Privacy by Design
We strive to continue improving our internal security controls and their effectiveness to give you confidence in our product.
SOC 2 Type 2 - We have partnered up with leading audit firms to continue improving our security and compliance posture. We are actively pursuing SOC 2 Type 2 compliance and are expected to complete the examination by Fall 2022.
Our compliance roadmap includes GDPR, ISO 27001 and HIPAA.
We apply the principle of least privilege on access controls to ensure that employees are only given the level of access required for their job duties. Additionally, we utilize role-based access control to assign access privileges.
We enable logging on multiple layers to capture user and security events. On top of on-screen notifications, system administrator and operator activity logs are also reviewed on a periodic basis.
User Access Reviews
We perform periodic user access reviews to ensure access to data and critical systems are restricted to authorized personnel.
Availability and Business Continuity
We have redundant architecture is in place to migrate business operations to alternate infrastructure in the event normal processing infrastructure becomes unavailable.
Finicast maintains a publicly available status page which includes details on uptime and system availability, along with any service incidents history and details.
We have an automated backup system configured to perform full backups of data on a daily basis.
We have a comprehensive business continuity and disaster recovery program in place to manage risk associated with business disruptions. The response plans are tested on at least an annual basis to help ensure the recoverability of operations in the event of a disaster.
Encryption At Rest
Customer data is stored in encrypted format. Encryption keys are protected during generation, storage, use, and destruction.
Encryption In Transit
Web servers utilize TLS encryption for web communication sessions. Encrypted VPNs are utilized for remote access for the security and integrity of the data passing over the public network.

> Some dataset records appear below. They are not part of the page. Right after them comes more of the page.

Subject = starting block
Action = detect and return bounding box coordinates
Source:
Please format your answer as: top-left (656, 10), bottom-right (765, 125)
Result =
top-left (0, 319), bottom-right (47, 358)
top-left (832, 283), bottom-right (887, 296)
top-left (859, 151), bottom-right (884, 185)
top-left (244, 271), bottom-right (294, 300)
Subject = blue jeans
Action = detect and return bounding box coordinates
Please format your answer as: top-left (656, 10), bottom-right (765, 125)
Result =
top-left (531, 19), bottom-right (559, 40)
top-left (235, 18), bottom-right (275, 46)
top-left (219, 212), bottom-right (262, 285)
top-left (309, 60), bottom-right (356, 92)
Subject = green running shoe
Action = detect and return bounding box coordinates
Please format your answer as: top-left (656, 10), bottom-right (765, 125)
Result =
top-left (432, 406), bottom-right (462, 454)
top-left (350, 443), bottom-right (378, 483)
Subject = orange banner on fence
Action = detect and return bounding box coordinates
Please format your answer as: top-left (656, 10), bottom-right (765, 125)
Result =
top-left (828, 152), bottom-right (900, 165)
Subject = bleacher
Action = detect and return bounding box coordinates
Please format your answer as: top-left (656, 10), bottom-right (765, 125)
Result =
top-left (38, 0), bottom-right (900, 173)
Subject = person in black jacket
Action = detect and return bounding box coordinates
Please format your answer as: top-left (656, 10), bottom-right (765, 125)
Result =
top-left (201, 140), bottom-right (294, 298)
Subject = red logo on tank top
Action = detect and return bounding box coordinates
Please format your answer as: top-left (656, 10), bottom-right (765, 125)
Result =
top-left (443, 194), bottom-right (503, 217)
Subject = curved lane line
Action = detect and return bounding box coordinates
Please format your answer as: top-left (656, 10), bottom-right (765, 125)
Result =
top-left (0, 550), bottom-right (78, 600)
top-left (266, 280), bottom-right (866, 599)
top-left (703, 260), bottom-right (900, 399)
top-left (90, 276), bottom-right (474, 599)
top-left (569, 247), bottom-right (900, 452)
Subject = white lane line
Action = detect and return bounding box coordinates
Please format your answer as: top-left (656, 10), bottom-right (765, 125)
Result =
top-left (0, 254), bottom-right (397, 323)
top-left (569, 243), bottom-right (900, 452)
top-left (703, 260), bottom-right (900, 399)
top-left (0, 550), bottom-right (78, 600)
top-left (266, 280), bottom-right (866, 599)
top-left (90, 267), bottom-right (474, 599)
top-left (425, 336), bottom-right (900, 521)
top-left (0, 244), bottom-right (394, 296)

We have an extensive incident response workflow built out to ensure that incidents are identified, reported, and resolved in a timely manner. Various communication channels are also set up to ensure that internal and external parties are able to report incidents to Finicast.
We have set up multiple layers of defense against DDoS attacks, including IP blacklisting, flood protection, and the use of a hybrid DDoS protection solution.
We have firewall systems in place to filter unauthorized inbound network traffic from the Internet and deny any type of network connection that is not explicitly authorized.
We have a SIEM application configured to aggregate system logs, and monitor for anomalies that are indicative of malicious acts, natural disasters, and errors. The application alerts our security and engineering personnel when certain predefined events occur.
Third-Party Penetration Test
We are contracted with a third-party vendor to perform penetration tests on our network and application on an annual basis. Findings identified from the test are tracked through remediation.
We have multiple tools configured to run daily and weekly vulnerability scans on our network and application. Alerts are also configured to notify our Security Team for escalation if needed.
We require all employees to complete background checks as part of the hiring process in accordance with applicable laws and regulations. This includes personal and professional references, social security verification, employment verification, educational verification, and criminal history.
We require all employees and contractors to sign non-disclosure and confidentiality agreements upon hire, agreeing not to disclose proprietary or confidential information, including client information, to unauthorized parties.
Security Awareness Training
We require all employees and contractors to complete a series of security awareness training courses upon hire and annually thereafter.
Physical and Environmental Security
Our product is hosted on leading cloud infrastructure and data center providers who enforce strong physical and environmental controls within their facilities to protect network infrastructure.
We have layered physical security controls on-site at our office facility including badge-control access to the building and office suite, video surveillance, and automated locking.